新選組の隊士を克明に描き出し、まるで歴史の現場に読者を引きずりこむ司馬の筆力は見事だ。
私の感想は、長くて取りとめがないので、司馬が第14回菊池寛賞を受賞した時の、尾崎秀樹の的確な評を参考にしていただきたい。
※獣の足跡の付いていない早朝の積雪地帯。とても新鮮な感じがする。


「司馬遼太郎の文学ほど、今日の大衆文学の性格を典型的に示すものはない。彼の作品は既成の秩序なりモラルがくずれ、新しい体制が模索されているような混乱の時代を背景にしたものが多い。
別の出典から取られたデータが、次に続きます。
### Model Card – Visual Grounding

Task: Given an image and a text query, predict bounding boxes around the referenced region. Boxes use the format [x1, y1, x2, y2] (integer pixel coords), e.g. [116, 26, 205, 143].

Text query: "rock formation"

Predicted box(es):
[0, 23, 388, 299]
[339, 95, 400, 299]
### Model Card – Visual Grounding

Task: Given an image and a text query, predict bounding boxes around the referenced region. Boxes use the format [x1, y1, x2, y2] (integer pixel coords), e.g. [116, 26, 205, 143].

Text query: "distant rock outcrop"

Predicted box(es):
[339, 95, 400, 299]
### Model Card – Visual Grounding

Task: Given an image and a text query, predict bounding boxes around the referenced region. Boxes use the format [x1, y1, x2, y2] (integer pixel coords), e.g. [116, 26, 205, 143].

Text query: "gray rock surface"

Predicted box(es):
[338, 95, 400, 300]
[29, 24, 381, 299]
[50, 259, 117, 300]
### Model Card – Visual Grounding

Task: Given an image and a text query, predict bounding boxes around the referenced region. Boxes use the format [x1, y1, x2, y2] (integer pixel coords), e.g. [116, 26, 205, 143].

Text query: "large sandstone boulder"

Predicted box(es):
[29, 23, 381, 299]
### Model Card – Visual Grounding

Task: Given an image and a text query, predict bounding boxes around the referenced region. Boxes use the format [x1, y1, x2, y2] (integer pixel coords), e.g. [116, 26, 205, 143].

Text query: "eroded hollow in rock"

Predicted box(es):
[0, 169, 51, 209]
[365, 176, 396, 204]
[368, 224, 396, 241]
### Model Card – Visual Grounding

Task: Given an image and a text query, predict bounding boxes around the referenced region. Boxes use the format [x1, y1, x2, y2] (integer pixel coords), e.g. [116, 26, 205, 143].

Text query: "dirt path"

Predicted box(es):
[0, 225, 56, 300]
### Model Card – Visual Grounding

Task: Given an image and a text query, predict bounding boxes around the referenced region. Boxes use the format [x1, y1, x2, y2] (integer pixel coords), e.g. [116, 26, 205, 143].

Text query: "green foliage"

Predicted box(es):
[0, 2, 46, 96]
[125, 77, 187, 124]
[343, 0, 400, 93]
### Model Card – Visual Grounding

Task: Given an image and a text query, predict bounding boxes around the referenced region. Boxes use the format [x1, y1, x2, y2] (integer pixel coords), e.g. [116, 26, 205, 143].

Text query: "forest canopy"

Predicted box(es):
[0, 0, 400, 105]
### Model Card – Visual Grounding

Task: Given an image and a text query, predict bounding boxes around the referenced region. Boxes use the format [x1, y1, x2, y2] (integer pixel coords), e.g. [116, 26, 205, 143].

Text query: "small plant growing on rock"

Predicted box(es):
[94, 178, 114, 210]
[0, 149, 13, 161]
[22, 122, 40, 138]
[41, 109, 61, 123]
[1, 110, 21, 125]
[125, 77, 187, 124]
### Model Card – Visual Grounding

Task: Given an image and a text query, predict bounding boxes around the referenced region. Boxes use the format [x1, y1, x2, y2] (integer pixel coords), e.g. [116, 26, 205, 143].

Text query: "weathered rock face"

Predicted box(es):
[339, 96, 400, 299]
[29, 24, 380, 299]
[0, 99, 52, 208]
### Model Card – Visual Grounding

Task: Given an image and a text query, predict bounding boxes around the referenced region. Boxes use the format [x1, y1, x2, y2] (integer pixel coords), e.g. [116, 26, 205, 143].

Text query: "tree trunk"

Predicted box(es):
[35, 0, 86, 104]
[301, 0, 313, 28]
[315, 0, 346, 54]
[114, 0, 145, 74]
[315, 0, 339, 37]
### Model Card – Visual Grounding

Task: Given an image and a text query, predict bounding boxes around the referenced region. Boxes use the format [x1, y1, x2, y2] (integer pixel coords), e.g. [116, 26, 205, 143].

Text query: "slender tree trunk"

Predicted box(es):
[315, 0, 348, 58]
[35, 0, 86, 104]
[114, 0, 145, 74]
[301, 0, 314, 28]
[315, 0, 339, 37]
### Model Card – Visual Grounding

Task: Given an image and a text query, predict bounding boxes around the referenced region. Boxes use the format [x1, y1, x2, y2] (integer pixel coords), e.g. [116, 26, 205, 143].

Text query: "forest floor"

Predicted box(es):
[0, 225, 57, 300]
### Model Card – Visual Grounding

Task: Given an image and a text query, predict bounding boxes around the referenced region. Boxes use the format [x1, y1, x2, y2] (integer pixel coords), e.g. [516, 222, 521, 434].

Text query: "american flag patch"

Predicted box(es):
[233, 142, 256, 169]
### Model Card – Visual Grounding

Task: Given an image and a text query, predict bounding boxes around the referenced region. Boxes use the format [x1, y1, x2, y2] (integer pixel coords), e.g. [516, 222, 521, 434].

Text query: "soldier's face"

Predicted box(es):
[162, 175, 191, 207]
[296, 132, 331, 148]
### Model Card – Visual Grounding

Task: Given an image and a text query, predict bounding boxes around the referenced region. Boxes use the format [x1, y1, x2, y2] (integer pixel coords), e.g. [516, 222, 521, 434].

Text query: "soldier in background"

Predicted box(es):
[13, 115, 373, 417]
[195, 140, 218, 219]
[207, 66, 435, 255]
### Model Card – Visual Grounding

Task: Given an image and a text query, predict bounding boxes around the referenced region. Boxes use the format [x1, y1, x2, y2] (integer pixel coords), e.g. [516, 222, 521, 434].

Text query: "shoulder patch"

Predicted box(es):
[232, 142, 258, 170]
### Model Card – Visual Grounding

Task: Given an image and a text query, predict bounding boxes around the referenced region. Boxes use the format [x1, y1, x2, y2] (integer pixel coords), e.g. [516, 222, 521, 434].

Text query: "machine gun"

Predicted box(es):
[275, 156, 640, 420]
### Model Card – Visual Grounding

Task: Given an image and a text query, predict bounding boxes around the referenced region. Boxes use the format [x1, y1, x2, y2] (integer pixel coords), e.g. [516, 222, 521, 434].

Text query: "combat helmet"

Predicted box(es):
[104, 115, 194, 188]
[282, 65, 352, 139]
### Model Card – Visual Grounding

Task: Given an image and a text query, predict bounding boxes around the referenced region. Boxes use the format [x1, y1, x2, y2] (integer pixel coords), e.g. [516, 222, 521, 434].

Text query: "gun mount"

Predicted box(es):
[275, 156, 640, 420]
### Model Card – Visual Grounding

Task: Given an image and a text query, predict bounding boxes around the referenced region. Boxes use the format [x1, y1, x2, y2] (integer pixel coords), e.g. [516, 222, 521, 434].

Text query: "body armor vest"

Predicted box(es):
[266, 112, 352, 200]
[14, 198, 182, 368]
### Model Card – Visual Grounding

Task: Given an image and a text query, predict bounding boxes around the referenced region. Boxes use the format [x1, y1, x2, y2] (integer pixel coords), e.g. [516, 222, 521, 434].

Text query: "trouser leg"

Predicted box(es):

それは変革期に現れる人間像に、彼が深い関心を寄せるからだ。動乱の時代には人間の持つ可能性がフルに現れる。しかも彼のユニークな乱世史観は、現代の世相とダブル・イメージになることで、強烈なパンチ力を生み出すのだ。彼の文学の魅力はこの独特な乱世史観を支える現代性と風土性だといっていい」

維新前夜と3:11以降の我が国。
日本人が命をかけて守らなければならないものと、日本人の新たな価値観の創設が問われているような気がしてならない。
この本は、私たちが知らない新選組の隊士や、一見歴史に汚点を残したような人物でも、なんだか妙に親しみのわく描き方をしている。
文学とは「人間を描き出すこと」だと、教わったことがある。
司馬文学とは、歴史上の人物を生き返らせ、読者との会話をさせてくれる文学なのではないかと思う。
今朝は今年初めてのウニ漁が中止になった。
昨夜布団の中で、この本を読み終え寝不足気味なので、中止になったことを少し喜んでいる私がいる。
こんな私が新選組なら、間違いなく仲間に粛正されている。
でも、そんな私でもちょっぴり魅力的に甦らせてくれるのが、司馬文学ではないかと思う。